Frequent Terms Analyzer
This simple library discovers terms composed by two or more words which appears a significant amount of times within a given text.
About the sample script
The provided sample script discovers compound terms once provided with a occurrence probability threshold. It also eliminates those grammar elements such as prepositions, articles, verbs and isolated letters at the beginning and end of each term. Please take in consideration that in order to improve its accuracy, the library should be trained with more sample data about as many diverse topics as possible. This would improve the identification of those common words which in general are unspecific and not part of a compound noun (ie. has, been, a, the, this, etc.). All training texts have been acquired from Wikipedia as they are open-source.
Constructor and public methods
1. public function __construct(&$termsArray, &$excludedWords = array())
Instantiates the array containing each word from the text as an element. It can also receive a list of words to exclude from
both sides of the term as using the trim() function.
2. public function getFrequentWords($threshold = 0.01)
Obtains a list of frequent single word terms. By default it is considered that a word should be present at least in 1% of the text to be considered as frequent. You might need to fine tune the threshold value according to your available data.
3. public function getCompoundTerms($threshold = 0.001)
Obtains a list of compound terms, with as many words as the library is able to find in 0,1% of the text.

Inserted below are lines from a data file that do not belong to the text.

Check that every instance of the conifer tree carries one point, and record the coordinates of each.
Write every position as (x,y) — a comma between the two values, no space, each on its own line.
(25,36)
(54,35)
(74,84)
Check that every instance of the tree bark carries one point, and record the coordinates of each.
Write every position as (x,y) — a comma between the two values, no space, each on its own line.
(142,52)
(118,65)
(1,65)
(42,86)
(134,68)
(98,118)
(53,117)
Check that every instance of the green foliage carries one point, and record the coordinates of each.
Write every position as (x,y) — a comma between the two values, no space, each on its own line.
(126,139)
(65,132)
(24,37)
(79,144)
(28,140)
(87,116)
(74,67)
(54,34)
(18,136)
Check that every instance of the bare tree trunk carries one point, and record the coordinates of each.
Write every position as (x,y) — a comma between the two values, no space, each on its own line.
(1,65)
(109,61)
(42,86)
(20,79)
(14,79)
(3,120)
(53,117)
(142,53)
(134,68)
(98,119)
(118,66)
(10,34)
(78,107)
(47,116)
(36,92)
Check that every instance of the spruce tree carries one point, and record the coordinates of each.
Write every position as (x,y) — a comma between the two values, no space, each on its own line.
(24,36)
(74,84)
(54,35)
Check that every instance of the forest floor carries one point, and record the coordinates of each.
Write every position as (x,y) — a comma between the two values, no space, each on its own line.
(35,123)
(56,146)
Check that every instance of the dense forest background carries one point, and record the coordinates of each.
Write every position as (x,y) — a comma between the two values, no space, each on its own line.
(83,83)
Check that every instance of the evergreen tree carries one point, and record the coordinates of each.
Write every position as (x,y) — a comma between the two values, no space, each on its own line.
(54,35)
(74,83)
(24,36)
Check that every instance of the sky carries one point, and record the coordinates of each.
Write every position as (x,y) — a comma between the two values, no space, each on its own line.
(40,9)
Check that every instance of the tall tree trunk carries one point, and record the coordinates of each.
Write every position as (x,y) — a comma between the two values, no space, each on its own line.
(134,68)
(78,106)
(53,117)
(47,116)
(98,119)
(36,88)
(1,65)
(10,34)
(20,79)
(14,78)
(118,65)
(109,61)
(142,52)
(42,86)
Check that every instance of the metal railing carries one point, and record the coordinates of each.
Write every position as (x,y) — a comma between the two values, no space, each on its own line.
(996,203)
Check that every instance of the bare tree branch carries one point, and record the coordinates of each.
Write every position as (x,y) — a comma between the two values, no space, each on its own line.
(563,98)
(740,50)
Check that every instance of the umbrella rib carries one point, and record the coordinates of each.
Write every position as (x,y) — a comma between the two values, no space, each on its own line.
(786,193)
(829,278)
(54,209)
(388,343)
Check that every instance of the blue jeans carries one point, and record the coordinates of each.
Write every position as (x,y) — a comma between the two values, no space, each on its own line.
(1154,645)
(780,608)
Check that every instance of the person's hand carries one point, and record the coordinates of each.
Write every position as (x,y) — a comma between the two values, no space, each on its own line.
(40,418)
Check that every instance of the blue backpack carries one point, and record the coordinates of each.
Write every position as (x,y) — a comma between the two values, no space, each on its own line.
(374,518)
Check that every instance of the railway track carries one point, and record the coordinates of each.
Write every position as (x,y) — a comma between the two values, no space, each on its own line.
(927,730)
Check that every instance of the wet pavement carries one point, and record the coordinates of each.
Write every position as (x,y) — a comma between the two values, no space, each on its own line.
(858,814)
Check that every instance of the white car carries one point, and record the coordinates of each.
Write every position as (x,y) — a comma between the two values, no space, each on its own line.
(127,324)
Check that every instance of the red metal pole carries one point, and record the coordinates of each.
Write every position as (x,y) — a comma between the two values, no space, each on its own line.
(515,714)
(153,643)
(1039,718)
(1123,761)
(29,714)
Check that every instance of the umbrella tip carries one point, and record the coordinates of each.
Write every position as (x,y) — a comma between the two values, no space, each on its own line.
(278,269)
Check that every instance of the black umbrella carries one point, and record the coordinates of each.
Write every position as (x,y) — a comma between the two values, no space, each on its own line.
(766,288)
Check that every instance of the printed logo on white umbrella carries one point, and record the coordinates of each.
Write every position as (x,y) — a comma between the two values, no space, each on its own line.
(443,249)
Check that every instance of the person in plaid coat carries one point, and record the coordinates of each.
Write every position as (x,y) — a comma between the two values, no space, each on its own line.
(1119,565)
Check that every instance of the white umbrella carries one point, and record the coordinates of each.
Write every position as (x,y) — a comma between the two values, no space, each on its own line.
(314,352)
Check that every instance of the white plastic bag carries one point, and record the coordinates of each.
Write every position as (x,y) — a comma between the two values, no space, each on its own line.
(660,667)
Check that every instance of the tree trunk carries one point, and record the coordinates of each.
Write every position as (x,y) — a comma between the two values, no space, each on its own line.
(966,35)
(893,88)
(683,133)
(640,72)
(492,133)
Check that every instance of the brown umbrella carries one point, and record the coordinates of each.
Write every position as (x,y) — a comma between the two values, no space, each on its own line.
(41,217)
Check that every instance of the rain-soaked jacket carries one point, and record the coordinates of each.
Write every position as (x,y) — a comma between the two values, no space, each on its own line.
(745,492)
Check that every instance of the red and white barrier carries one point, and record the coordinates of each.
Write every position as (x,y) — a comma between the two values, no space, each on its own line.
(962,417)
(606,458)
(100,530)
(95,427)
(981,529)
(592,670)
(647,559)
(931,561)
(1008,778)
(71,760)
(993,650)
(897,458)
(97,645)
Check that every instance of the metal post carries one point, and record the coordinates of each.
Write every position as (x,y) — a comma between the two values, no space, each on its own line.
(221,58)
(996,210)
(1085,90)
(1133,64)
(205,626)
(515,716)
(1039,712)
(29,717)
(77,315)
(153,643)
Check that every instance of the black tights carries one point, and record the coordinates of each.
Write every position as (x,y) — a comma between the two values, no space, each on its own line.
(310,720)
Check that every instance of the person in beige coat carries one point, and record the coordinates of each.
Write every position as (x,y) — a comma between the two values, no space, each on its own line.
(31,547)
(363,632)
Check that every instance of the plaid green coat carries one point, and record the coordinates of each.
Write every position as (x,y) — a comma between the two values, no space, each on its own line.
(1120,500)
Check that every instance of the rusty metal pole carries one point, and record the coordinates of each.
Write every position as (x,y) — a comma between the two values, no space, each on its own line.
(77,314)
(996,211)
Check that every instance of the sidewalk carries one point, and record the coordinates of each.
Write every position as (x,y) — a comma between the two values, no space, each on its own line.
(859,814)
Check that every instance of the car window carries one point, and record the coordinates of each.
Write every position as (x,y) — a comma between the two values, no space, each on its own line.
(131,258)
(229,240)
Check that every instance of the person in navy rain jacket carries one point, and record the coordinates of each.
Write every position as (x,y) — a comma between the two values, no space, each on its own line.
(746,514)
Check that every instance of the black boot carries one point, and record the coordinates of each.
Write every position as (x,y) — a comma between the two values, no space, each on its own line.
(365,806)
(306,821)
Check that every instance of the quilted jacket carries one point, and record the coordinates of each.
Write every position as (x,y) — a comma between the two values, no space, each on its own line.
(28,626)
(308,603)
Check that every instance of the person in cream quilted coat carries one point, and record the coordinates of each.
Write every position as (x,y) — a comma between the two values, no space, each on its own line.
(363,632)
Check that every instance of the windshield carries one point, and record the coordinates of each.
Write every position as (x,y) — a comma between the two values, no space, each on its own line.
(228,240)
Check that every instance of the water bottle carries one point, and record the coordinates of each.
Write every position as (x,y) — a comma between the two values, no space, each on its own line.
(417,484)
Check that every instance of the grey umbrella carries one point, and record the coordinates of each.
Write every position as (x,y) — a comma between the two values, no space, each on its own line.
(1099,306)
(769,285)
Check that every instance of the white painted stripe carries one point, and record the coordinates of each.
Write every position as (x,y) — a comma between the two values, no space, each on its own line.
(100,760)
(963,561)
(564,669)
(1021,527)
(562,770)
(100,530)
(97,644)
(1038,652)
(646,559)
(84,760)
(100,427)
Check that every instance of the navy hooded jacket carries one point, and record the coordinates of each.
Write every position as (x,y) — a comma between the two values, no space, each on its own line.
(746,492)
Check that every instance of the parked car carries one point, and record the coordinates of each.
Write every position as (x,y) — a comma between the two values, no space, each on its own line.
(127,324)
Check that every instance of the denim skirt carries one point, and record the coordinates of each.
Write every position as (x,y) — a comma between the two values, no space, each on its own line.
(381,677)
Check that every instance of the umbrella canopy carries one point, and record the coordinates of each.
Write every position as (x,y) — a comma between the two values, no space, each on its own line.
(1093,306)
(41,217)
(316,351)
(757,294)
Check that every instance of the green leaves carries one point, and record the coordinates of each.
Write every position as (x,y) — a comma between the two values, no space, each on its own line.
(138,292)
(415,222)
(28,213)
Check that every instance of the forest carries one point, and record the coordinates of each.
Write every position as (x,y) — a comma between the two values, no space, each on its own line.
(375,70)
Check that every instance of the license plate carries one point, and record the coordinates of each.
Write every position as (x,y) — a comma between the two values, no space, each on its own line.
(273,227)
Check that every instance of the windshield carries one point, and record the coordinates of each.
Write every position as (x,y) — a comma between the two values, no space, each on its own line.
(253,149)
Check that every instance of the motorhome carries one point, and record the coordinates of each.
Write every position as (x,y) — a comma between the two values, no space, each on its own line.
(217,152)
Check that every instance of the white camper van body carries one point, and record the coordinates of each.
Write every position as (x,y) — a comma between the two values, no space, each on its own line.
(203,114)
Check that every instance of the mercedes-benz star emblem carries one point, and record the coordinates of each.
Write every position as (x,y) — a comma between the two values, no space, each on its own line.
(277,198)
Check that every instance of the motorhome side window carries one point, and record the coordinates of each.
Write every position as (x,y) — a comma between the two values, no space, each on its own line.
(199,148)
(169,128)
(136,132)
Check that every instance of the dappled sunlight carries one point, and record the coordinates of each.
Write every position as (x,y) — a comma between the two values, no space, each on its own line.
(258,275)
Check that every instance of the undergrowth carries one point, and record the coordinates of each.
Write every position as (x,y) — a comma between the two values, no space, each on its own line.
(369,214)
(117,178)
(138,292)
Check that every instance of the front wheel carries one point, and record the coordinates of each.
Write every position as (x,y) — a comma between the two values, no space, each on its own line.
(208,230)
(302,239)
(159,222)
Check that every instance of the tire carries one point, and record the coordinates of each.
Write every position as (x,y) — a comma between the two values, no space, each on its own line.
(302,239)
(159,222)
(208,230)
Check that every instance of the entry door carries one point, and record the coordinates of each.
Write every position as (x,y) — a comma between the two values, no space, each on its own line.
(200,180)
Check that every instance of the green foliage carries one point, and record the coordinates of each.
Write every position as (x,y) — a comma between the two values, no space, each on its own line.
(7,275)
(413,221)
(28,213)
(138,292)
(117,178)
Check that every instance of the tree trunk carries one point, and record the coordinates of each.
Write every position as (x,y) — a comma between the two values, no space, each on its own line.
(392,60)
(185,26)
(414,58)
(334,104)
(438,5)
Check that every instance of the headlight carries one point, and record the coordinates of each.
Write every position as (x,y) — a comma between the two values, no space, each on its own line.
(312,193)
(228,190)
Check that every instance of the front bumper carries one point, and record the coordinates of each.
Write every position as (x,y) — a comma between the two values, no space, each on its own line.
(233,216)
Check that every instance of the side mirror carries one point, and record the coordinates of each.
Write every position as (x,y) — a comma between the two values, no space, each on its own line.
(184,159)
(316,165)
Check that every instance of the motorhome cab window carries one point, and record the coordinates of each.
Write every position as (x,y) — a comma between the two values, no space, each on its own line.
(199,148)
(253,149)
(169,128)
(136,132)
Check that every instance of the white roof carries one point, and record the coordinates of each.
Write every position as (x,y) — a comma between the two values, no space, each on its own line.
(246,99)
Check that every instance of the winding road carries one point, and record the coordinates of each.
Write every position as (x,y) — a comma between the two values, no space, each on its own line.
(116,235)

Once again, you might need to fine tune the threshold value according to your available data.
This first version solves the proposed problem and its good enough to serve my current needs with an acceptable execution time. Having this said, there are at least a couple of things to improve:
1. Even though I've placed some pointers, passing big data as a reference, the algorithm uses a huge amounts of memory compared to the original data size. This is mainly caused be the usage of arrays to held each word as an element, which in PHP uses quite some memory. A better solution could be to traverse a source string instead of storing single words into an array.
2. Once discovered two-words common terms, the method analysis1() traverses the original data once again in search of three-words common terms, without considering previous results. Initially I've planned to incrementally use the collected information to take advantage of it during the process, but this also will require a future release to be completed.
Please feel free to improve this small library as much as you like.
This development subscribes to GPL license model. If itís useful to you, just use it leaving a link to Alejandro Mitrou [www.WiseTonic.com] in your acknowledgement page and/or within your documentation. This software is provided as it is, without warranty of any kind express or implied.